Dimanche 25 août 2019
Concerts & dépendances
Mahler à Radio France : le héros est mort debout
samedi 19 janvier 2019 à 19h35
Revelge (Réveil), un des derniers lieder de Mahler sur un poème tiré du recueil « Des Knaben Wunderhorn » (Le cor merveilleux de l’enfant), est un défilé de fantômes après la bataille, une procession de squelettes, une marche implacable que la mort elle-même n’a pu interrompre. On est en 1899, et Mahler trouve ici des accents qui glacent et qui, dans leur diversité, auront chacun leur contrepartie dans l’œuvre symphonique : le côté fantastique  de Revelge dans la Septième, son côté réaliste dans la Sixième (1904). De l’ensemble sortira Wozzeck d’Alban Berg. Malgré ses points de rencontre avec (et ses citations de) Revelge, la Sixième Symphonie est celle de Mahler où le recul de l‘élément lied est le plus net.
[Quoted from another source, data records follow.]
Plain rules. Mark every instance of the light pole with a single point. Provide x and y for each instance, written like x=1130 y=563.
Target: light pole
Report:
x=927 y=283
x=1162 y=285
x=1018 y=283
Dense, énergique, solidement structurée, elle est témoin de luttes furieuses. A la tête de son Orchestre philharmonique  de Radio France, Mikko Franck a fait ressortir sa violence, par une lecture âpre, linéaire, aux sonorités pointues. Mais de ces luttes, l’issue jusqu’au dernier moment ou presque reste indécise. Le finale de la Sixième (une demi-heure à lui seul) est - surtout en son centre - une alternance kaléidoscopique de situations négatives et positives. D’où l’importance, en l’occurrence bien mise en évidence, du dernier épisode, qui entérine la défaite.  La Sixième est la seule symphonie de Mahler qui se termine  « mal », par un chant funèbre des trombones puis par un simple pizzicato qu’on a comparé à une dernière pelletée de terre sur une tombe encore fraîche. Reste que le héros est mort debout.
Marc Vignal
 
Auditorium de Radio France, 18 janvier (Photo © Christophe Abramowitz)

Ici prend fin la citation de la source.